Во-вторых, конечно, тюринская фреска с ангелом, держащим монограмму (свиток) – символом евангелиста Матфея.
В-третьих, византийско-русская традиция: венчающая росписи «трехлопастная арка», как, к примеру, в миниатюре «Евангелист Иоанн» в Ростовском Университетском Евангелии (около 1220 года).
Таким образом для самовыражения у Тюрина подвелся основательный фундамент: новозаветный идеал, иконописная традиция Руси, эстетика эпохи Возрождения и разрешение дисгармонии Тассо Торквато.
Вернемся в подтверждение сказанного снова к тюринским работам.
«Тайная вечеря»... Каменные своды. За столом – Христос с учениками, их прощальная беседа. На заднем плане кованая штанга с кольцами, держащими тяжелый занавес, причем обращенный почти вплотную к стене... Что же все-таки за ним? Стена? Зачем же этот занавес?

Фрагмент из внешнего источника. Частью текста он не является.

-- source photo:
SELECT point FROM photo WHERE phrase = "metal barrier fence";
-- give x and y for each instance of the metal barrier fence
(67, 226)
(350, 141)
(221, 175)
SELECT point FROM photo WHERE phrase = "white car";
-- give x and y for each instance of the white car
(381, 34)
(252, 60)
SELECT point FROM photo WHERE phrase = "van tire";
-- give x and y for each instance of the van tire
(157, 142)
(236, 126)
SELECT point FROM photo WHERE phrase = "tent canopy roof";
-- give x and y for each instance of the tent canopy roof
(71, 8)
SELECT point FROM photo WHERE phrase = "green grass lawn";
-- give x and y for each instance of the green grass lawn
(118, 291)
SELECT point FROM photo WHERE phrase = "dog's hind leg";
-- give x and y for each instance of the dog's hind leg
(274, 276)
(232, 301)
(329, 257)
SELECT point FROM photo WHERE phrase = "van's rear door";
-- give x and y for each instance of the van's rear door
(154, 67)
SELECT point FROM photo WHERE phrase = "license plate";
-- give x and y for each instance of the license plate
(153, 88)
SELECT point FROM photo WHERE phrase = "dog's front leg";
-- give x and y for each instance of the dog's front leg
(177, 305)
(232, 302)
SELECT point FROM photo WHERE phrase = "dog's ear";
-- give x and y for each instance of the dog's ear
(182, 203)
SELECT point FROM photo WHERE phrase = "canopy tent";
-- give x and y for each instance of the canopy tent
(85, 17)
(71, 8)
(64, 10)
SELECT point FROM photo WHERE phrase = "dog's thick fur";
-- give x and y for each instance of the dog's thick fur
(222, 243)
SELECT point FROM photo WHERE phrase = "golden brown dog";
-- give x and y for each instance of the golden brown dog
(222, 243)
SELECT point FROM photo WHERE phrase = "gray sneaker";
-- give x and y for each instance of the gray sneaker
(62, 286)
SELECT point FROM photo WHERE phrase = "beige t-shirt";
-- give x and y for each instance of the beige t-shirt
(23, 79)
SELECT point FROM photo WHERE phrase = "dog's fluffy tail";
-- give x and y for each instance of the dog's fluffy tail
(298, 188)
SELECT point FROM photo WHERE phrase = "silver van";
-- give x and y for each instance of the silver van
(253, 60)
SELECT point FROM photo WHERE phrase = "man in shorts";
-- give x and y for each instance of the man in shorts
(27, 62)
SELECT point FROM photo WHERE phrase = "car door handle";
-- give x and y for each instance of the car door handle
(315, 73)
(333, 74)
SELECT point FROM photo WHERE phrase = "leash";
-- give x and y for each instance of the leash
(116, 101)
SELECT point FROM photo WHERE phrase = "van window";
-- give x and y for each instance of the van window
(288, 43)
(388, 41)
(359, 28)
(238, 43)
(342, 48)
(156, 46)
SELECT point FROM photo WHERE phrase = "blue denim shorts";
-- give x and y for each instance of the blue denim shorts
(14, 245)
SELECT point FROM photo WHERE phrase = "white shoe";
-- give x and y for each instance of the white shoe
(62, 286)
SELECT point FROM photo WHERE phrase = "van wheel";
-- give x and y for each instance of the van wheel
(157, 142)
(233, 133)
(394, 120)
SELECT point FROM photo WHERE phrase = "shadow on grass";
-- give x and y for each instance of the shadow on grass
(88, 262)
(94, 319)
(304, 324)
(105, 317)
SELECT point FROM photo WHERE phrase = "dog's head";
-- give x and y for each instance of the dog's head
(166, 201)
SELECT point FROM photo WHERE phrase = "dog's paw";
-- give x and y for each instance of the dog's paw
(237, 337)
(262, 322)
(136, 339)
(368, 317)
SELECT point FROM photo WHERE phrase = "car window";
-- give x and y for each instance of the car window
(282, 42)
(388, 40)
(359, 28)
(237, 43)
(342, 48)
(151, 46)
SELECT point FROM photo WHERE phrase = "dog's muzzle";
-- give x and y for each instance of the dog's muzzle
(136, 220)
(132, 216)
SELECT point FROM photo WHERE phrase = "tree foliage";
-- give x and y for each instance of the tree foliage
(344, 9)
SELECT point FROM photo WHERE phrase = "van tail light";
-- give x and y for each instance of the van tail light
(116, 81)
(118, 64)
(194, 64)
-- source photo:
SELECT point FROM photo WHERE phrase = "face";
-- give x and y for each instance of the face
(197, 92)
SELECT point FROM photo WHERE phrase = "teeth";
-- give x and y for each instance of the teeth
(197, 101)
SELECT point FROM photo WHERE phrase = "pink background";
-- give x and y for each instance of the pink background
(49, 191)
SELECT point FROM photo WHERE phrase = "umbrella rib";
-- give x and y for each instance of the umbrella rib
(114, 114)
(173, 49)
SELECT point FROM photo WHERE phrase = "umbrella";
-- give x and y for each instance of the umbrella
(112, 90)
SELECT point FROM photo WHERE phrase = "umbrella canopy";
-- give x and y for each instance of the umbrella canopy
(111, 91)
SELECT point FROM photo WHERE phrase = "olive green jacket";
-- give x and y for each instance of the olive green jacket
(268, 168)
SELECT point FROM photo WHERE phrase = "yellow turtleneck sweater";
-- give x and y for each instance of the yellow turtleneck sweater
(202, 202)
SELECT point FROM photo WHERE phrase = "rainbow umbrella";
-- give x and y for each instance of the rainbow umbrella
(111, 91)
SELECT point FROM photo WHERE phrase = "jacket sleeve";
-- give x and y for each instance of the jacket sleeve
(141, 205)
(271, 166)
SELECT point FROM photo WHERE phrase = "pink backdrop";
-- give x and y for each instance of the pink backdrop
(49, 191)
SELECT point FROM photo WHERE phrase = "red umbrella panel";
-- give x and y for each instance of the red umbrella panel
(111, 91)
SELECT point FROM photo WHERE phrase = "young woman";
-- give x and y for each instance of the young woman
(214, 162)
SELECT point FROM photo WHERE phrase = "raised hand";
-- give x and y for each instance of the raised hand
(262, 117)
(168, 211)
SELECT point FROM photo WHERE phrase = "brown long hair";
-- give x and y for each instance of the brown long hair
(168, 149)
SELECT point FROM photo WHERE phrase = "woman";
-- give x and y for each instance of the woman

И на вопрос об этом отвечает... Рафаэль, его «Сикстинская мадонна». Там, на заднем плане, то же самое: и штанга с кольцами, и занавес на них...
Но в росписи Тюрина мотив задернутого занавеса символизирует иное «чудо» – именно трагическую тайну здесь происходящего.
«Нагорную проповедь» в Бохтюгской церкви с именем Тюрина искусствоведы не связывают. На это, несомненно, есть у них свои причины и своя аргументация.
Но все же есть и аргументы в пользу Тюрина.
Во-первых, это – самое характерное место в Евангелиях Нового Завета, и будь работа эта явно тюринской, она могла бы послужить одним из главных доводов того, что П. С. Тюрин в росписях в селе Архангельском использовал новозаветные сюжеты.
Во-вторых, венчающая эту фреску та же характерная «трехлопастная арка».
В-третьих, сходство композиционное – наличие «опорных» одинаковых почти фигур, но как бы в их зеркальном отражении в углах «Нагорной проповеди» и «Преображения» Рафаэля.
И, наконец, три фрески купола, которые условно (и соотносясь к Тассо Торквато) можно бы назвать «Крестовые воины у стен Иерусалима». Не случайно на одной из монограмм, преобразуясь как бы в тюринском конкретном замысле, начертано: «Святые силы». (А, заметим, что у Тюрина это – не невидимые небесные силы, а нечто другое).
Тут и «по ветру знамена волнуются», и «главы и ноги рыцарей обнажены...», и вместе движутся «священнослужители и воины, соединившие в руке своей кадильницу с мечом...» (комментарии поэмы Тассо, данные Батюшковым).
К этой теме, теме примирения (смирение и воинство, кадильница и меч) у Тюрина имеют отношение три фрески купола, композиционно им объединенные (во всяком случае, единая их композиция и тема – несомненны).
«Кстати, о Тассе, – пишет Батюшков в письме к Гнедичу в июле 1817 года, – шепнул бы ты Оленину (президенту Академии художеств – А. Ш.|, чтобы он задал этот сюжет для Академии».
А может, все же и сбылась его мечта?
Как бы там ни было, версия эта вписывает Тюрина в единый историческо-культурный пласт со всеми живыми проблемами и середины XIX века и мировой эстетической мысли.
Источник: Швецов А. Преображение: Опыт эстетического исследования / А. Швецов // Сокольская правда. – 1986. – 29 октября. – С. 4.